To further screen candidate genes, we searched an RNA-seq database and retrieved the expression data for 11 candidate genes with DNA sequences differing between DN50 and XQD. We analyzed data for seven tissues: flower, leaves, pod, stem, nodules, seed, and root (Machado et al., 2020). Seven genes were constitutively expressed in all tissues: Glyma.11G028900, Glyma.11G029500, Glyma.11G029800, Glyma.11G030000, Glyma.11G030600, Glyma.11G031100, and Glyma.11G031000 (Figures 5A–G). Glyma.11G030900 was highly expressed in all tissues except the seeds (Figure 5H). The other three genes displayed low transcript abundance in most tissues; however, Glyma.11G029900 showed high expression in the stem, Glyma.11G030300 was highly expressed in roots, and Glyma.11G030800 was abundant in nodules and seeds (Figures 5I–K). Given that Glyma.11G029900, Glyma.11G030300, and Glyma.11G030800 were barely expressed in leaves, we excluded these three genes from this candidate region and subsequent analyses.

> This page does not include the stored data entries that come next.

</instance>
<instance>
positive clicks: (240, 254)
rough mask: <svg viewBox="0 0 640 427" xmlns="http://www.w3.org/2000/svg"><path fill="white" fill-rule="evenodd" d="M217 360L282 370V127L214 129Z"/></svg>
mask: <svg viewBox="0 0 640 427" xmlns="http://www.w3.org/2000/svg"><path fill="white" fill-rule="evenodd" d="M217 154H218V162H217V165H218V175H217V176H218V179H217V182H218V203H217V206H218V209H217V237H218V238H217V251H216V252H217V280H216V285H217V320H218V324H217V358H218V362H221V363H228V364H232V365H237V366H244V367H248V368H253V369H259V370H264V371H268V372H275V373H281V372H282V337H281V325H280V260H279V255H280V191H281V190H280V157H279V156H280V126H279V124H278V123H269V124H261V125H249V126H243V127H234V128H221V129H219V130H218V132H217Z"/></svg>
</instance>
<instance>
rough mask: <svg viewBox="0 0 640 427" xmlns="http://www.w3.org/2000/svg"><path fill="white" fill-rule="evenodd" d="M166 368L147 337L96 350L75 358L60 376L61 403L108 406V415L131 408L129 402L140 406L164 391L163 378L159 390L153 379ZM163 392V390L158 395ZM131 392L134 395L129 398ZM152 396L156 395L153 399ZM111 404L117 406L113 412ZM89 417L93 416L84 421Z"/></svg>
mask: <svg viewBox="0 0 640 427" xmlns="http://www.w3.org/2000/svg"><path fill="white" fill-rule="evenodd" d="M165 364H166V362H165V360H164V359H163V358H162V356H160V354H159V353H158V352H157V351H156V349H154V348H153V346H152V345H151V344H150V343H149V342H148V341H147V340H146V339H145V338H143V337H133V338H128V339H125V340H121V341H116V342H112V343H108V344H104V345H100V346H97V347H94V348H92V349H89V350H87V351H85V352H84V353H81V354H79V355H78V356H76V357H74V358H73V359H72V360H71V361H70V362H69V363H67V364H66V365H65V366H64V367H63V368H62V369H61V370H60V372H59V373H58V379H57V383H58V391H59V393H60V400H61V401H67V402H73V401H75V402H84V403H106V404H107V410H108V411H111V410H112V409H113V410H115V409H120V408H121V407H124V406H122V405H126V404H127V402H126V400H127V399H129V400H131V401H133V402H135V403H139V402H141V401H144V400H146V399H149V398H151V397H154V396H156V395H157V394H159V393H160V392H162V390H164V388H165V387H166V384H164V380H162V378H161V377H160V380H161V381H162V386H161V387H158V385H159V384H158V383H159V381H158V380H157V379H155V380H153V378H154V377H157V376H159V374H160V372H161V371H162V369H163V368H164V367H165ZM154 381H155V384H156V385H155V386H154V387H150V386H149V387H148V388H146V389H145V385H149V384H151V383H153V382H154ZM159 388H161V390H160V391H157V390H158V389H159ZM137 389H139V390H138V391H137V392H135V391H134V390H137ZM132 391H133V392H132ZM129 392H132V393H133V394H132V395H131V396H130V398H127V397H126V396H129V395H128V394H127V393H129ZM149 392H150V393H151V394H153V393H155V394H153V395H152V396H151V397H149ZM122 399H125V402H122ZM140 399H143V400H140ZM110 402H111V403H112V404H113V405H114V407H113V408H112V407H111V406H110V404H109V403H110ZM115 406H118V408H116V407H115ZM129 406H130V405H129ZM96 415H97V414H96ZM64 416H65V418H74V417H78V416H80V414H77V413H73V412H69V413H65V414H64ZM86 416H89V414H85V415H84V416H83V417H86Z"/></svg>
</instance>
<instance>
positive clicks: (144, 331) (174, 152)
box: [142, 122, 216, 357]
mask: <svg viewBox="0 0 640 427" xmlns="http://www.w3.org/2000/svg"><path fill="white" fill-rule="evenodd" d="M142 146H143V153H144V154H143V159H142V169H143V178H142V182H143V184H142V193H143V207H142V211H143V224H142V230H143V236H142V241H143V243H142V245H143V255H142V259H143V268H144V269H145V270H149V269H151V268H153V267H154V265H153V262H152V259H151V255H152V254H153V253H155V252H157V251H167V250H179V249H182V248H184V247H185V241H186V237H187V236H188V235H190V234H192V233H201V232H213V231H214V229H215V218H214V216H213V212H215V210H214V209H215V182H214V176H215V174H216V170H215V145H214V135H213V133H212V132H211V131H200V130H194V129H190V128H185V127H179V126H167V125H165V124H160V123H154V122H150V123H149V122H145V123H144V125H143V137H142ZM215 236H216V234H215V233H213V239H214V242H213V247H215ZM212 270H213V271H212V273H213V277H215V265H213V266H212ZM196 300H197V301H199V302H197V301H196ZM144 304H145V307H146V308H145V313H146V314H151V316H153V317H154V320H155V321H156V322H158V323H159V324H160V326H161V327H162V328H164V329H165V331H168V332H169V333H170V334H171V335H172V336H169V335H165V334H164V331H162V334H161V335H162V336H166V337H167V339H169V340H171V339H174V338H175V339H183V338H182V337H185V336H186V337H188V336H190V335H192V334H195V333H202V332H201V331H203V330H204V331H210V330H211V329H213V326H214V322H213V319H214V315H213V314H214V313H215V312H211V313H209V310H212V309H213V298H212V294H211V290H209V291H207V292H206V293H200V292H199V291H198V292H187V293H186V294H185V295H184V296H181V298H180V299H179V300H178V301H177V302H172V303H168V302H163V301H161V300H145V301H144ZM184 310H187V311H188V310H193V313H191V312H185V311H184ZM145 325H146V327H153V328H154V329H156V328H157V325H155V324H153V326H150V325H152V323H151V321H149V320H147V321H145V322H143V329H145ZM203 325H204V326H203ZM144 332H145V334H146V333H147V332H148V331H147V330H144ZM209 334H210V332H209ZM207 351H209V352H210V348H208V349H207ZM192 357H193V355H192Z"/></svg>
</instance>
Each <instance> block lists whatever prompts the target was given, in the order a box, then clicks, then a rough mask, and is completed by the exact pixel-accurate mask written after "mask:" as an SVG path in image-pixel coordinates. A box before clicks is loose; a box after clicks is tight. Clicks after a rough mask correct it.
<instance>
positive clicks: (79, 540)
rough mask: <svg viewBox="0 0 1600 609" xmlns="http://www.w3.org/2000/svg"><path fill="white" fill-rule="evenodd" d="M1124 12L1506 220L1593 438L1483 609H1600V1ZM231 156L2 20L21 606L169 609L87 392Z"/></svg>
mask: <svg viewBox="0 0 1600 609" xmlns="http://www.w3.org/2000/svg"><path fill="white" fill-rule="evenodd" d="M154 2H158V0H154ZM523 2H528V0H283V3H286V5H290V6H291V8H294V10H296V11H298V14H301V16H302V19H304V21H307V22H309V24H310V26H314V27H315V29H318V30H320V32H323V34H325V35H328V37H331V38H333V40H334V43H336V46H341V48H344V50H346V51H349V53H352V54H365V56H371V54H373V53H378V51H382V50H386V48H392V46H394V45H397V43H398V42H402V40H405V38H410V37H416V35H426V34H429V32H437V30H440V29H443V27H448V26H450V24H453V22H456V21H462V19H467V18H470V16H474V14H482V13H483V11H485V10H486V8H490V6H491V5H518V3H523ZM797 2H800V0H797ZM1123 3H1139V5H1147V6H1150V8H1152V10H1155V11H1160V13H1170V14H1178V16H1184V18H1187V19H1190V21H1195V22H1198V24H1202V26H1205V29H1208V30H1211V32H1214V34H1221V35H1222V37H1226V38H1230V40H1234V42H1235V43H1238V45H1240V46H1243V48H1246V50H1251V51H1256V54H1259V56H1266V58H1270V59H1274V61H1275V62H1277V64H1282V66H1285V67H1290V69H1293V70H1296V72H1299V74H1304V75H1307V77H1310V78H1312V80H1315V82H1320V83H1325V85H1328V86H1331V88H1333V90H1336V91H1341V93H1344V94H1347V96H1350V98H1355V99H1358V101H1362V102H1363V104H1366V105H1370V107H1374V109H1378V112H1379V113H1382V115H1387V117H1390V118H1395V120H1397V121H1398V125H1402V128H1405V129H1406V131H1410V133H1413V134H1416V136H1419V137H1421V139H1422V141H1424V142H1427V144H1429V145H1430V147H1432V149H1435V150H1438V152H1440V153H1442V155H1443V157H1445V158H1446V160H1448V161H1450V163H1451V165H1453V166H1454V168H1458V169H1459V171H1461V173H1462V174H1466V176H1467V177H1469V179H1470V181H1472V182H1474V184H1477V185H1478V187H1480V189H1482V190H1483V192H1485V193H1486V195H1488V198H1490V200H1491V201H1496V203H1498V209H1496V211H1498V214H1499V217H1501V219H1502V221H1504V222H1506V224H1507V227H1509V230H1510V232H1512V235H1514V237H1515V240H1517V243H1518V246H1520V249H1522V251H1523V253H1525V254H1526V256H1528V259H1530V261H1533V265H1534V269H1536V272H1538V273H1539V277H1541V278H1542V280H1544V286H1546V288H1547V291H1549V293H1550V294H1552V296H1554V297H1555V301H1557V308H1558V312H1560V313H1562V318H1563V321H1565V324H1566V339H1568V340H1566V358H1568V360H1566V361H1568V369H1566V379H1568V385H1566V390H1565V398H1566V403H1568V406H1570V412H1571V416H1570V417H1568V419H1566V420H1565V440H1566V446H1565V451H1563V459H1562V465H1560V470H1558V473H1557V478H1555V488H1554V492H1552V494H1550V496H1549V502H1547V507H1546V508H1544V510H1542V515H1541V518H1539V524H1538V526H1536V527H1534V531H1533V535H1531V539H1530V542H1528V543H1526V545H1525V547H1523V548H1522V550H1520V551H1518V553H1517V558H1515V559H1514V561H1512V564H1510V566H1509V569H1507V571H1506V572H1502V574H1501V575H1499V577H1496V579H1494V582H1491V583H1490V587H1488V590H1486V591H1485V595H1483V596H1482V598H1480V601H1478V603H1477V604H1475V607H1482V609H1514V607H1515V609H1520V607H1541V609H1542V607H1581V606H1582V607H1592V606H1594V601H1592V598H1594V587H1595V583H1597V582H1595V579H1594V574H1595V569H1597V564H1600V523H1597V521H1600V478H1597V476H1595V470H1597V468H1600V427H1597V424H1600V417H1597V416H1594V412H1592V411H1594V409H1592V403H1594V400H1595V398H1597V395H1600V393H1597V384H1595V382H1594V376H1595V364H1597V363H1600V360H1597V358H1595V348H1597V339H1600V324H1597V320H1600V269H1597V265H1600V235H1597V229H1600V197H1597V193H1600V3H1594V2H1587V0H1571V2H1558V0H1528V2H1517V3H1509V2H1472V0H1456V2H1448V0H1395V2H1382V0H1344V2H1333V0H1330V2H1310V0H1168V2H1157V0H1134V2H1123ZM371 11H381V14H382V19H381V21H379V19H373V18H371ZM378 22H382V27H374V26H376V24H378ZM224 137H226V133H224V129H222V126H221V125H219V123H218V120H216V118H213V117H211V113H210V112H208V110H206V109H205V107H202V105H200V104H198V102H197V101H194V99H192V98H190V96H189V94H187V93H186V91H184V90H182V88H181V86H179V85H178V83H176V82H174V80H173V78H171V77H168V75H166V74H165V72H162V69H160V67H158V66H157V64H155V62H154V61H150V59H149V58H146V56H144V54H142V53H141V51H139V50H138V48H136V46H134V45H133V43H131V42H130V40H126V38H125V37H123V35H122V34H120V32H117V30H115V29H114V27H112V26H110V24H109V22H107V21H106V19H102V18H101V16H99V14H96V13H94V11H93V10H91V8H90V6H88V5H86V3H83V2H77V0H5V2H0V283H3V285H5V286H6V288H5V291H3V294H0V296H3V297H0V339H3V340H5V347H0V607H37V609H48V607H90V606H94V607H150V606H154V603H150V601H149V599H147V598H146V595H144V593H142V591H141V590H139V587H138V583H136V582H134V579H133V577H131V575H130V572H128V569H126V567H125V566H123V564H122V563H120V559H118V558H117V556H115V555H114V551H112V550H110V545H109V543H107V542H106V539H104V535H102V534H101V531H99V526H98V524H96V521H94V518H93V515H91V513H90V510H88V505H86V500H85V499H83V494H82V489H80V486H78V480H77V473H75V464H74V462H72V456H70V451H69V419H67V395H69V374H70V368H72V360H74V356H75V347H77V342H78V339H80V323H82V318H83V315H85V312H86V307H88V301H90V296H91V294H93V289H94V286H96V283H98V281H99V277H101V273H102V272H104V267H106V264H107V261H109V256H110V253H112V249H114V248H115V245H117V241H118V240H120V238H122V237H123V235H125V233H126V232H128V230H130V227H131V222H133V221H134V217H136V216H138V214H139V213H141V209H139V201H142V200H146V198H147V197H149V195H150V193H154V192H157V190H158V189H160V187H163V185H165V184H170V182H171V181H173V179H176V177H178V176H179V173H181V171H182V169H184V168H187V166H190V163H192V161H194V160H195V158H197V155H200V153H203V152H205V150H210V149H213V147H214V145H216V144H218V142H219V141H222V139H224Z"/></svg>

We next tested the expression of the eight candidate genes in response to SC7 or mock inoculation of DN50 leaves. Five of eight genes showed altered expression patterns following SC7 treatment as compared to mock inoculation: the expression levels of Glyma.11G028900 and Glyma.11G030600 were induced at 4 h post-inoculation; Glyma.11G029500, Glyma.11G030000, and Glyma.11G030900 were upregulated at 24 h post-inoculation; however, transcript levels of Glyma.11G029800, Glyma.11G031000, and Glyma.11G031100 did not change after SC7 inoculation (Figures 6A–H). These results suggested that Glyma.11G028900, Glyma.11G030600, Glyma.11G029500, Glyma.11G030000, and Glyma.11G030900 were the main candidate genes for the R_SMV-11 locus. Of these genes, only Glyma.11G028900 harbored a SNP and InDel variation in its coding sequence, resulting in a frameshift (Figure 2B). In addition, according to gene function annotation in the Phytozome database (Liu et al., 2016), Glyma.11G028900 corresponds to GmMATE68, a gene that encodes a multidrug and toxic compound extrusion (MATE) transporter. MATE transporters result in pleiotropic phenotypes, including enhanced plant disease resistance (Nawrath et al., 2002; Ishihara et al., 2008). Taken together, these results indicate that GmMATE68 is a likely candidate gene for the R_SMV-11 locus.